Al poco tiempo, el pulso se trasladó al Nitza Club, en la emblemática Plaza Llongueras. Fue allí donde conocí a Gabi Ruiz y Serapi Soler—quien más tarde cofundarían Primavera Sound— me invitaron a formar parte del movimiento, a traer energía humana a la pista, entre los varios amigos con los que salía se encontraba Aleix Vergés que más tarde se convertiría en Dj Sideral. Empecé como promotor, con un carné de plástico numerado que aún conservo: socio nº 7. Un vestigio de otro tiempo, cuando lo que hoy es gigante aún era un susurro nocturno lleno de posibilidades.
Nadie imaginaba entonces que aquel pequeño núcleo de agitación cultural se convertiría en una fuerza tectónica dentro del paisaje sonoro europeo. Pero todo empieza así: con una canción, una llamada, una noche.
Fue en ese contexto donde conocí a Oswal y Eva, con quienes me invitaron a formar parte de Minema —nombre tomado de un antiguo cine londinense, la ciudad donde se habían conocido y enamorado. La propuesta nació minimalista: dos voces, guitarra, piano y violín. Pero como toda energía que encuentra su cauce, el proyecto creció, sumando bajo y batería, y encontró hogar en un local de ensayo mítico: la Sexta planta del Poblenou, cuna de innumerables bandas que marcaron el pulso cultural de la Barcelona de aquel entonces.

En 1995, Minema dejó una huella tan fugaz como inolvidable: un único y modesto EP de seis piezas, editado por el sello Siesta Records. Lo que parecía apenas una semilla se convirtió en una vibración expansiva. Nuestro primer adelanto, Duets, catalizando nuestra rotación constante en el legendario programa Disco Grande de Radio 3, bajo la tutela sonora de Julio Ruiz.

Cartel del Festival Internacional de música en Benicassim 1996
Aquel año fue un estallido. 1995 marcó el pulso de la efervescencia indie en España, cuando todo era todavía nuevo, visceral, esencial. Fue la época en que los festivales eran ritos de iniciación y no industrias: tocamos en el primer Primavera Sound, en el BAM, y más tarde en el segundo festival internacional de música independiente de Benicàssim (Actualmente FIB), compartiendo escenario con gigantes como Stone Roses, Stereolab, Jesus & Mary Chain, The Chemical Brothers, Orbital….Vivimos el vértigo de un sueño que se volvió tangible por un instante. Minema fue eso: una aparición breve, luminosa, atemporal. No éramos una banda. Éramos una posibilidad. Un eco que aún resuena en quienes lo vivieron.
MINEMA: Belleza en la imperfección, caos en la armonía
Minema no fue simplemente una banda; fuimos una anomalía adorada y al mismo tiempo vilipendiada por quienes no podían soportar que la imperfección se convirtiera en belleza. Tal vez fue inevitable: dos colectivos afines, Minema y Peanut Pie, proyectados como antagonistas por una prensa hambrienta de narrativas, al estilo de aquella batalla mediática entre Oasis y Blur en la Inglaterra de los años noventa.

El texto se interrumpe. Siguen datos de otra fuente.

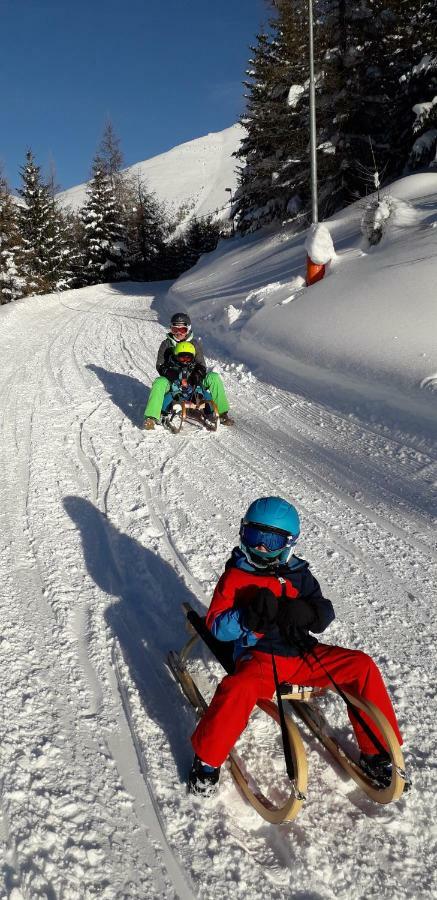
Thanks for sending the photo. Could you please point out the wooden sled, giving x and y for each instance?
(301, 700)
(195, 409)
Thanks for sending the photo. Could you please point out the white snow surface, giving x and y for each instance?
(106, 530)
(319, 245)
(194, 175)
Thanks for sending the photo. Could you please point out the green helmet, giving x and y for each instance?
(184, 351)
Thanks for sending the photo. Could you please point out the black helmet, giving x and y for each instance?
(180, 326)
(180, 319)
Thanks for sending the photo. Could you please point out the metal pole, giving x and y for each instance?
(313, 146)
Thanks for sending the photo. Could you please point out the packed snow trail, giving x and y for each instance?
(104, 532)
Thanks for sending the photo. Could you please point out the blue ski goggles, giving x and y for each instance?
(272, 539)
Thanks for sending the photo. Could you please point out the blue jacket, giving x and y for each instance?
(238, 585)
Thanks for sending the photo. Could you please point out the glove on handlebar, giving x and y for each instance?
(262, 611)
(295, 615)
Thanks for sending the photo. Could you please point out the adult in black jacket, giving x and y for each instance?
(180, 330)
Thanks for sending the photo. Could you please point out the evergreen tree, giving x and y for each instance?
(275, 180)
(36, 228)
(375, 65)
(201, 236)
(104, 238)
(146, 237)
(12, 284)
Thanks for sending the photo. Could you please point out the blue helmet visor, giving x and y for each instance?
(256, 536)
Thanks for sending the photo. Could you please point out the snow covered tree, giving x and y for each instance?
(12, 284)
(201, 236)
(106, 214)
(146, 236)
(375, 66)
(421, 85)
(104, 236)
(274, 182)
(36, 227)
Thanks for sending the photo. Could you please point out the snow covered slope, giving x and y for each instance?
(193, 175)
(366, 335)
(105, 530)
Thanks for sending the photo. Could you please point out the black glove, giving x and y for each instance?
(171, 373)
(295, 615)
(261, 612)
(196, 376)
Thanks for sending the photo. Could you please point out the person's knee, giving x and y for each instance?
(211, 378)
(162, 382)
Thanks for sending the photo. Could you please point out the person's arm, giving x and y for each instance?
(199, 363)
(310, 611)
(223, 619)
(323, 610)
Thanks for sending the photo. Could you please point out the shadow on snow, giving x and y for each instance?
(145, 617)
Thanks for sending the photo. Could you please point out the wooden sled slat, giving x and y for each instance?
(315, 720)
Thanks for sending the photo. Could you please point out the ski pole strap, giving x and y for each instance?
(353, 709)
(284, 730)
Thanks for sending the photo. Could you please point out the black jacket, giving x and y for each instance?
(166, 364)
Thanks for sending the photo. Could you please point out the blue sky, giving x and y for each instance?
(163, 71)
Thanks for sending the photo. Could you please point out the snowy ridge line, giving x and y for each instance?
(174, 868)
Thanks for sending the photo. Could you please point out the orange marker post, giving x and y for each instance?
(315, 271)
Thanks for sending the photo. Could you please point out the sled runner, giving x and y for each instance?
(302, 701)
(185, 402)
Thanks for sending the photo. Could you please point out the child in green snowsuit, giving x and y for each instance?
(180, 330)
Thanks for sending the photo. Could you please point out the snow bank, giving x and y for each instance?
(370, 326)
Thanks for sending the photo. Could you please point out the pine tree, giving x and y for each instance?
(36, 227)
(146, 236)
(376, 67)
(12, 284)
(104, 239)
(421, 85)
(275, 180)
(201, 236)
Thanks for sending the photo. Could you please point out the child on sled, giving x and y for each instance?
(168, 369)
(267, 601)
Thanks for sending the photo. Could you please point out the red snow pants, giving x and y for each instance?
(236, 696)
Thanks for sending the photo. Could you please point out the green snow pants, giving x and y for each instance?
(161, 385)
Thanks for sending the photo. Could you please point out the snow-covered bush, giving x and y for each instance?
(374, 219)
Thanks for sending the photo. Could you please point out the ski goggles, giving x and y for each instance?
(272, 539)
(179, 331)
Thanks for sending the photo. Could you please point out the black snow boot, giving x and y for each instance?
(226, 419)
(203, 779)
(378, 767)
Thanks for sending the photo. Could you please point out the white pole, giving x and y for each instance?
(313, 138)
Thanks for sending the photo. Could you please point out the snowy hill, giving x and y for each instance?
(105, 530)
(367, 332)
(193, 175)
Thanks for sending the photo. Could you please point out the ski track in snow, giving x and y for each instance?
(104, 532)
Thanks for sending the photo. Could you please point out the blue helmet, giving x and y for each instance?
(269, 531)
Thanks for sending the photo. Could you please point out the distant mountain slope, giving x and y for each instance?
(195, 174)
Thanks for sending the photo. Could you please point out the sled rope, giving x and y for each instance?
(284, 731)
(304, 651)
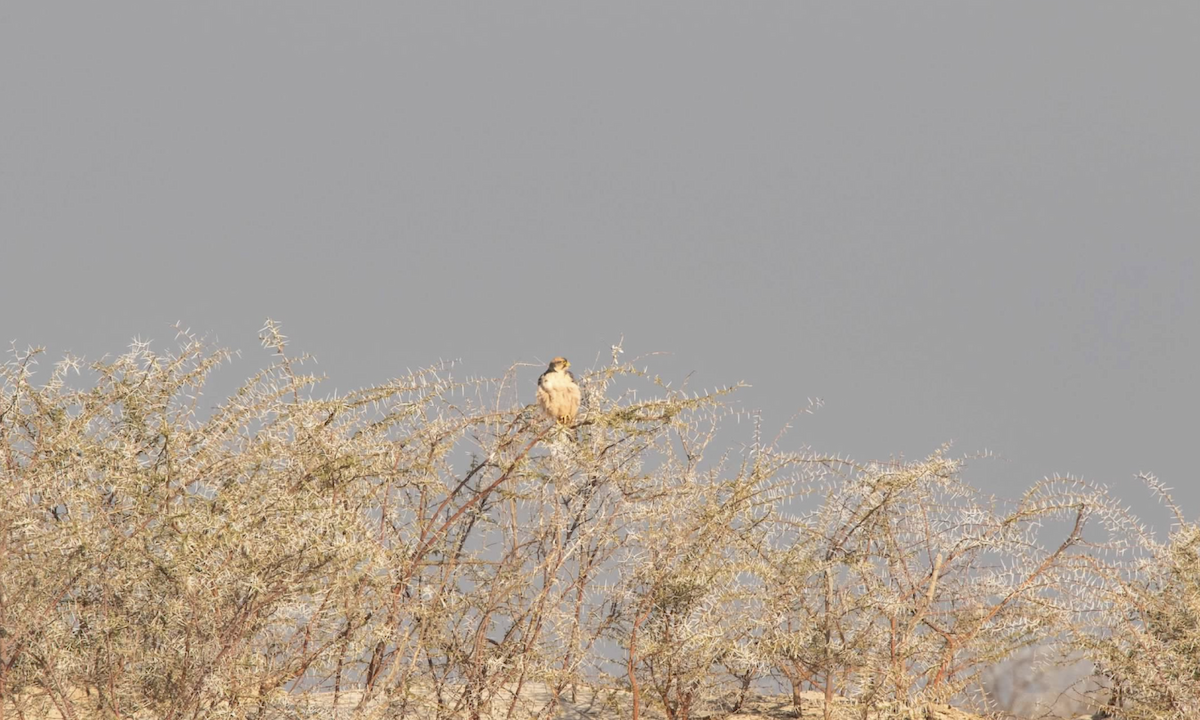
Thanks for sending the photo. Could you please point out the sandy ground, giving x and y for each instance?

Cartel del 2º Primavera Sound 1995 / Recuerdo del concierto con Stereolab 1996, en sala Bikini
Esa teatralización forzada de una rivalidad que nunca existió realmente sembró grietas invisibles. Y aunque influyó la crítica en publicaciones en varios medios escritos por aquellos periodistas partidarios de Peanut Pie la que nos empujó hacia la disolución, pero también el percusor real fue la fractura íntima entre nuestras dos fuerzas polares: Oswal, el frontman, y Eva, la frontwoman. El amor se rompió, y con él, la música también.
Minema se desintegró como se desintegran los mitos: no con un estallido, sino con un susurro melancólico. Pero aún hoy, en los ecos, hay quienes encuentran belleza en ese caos.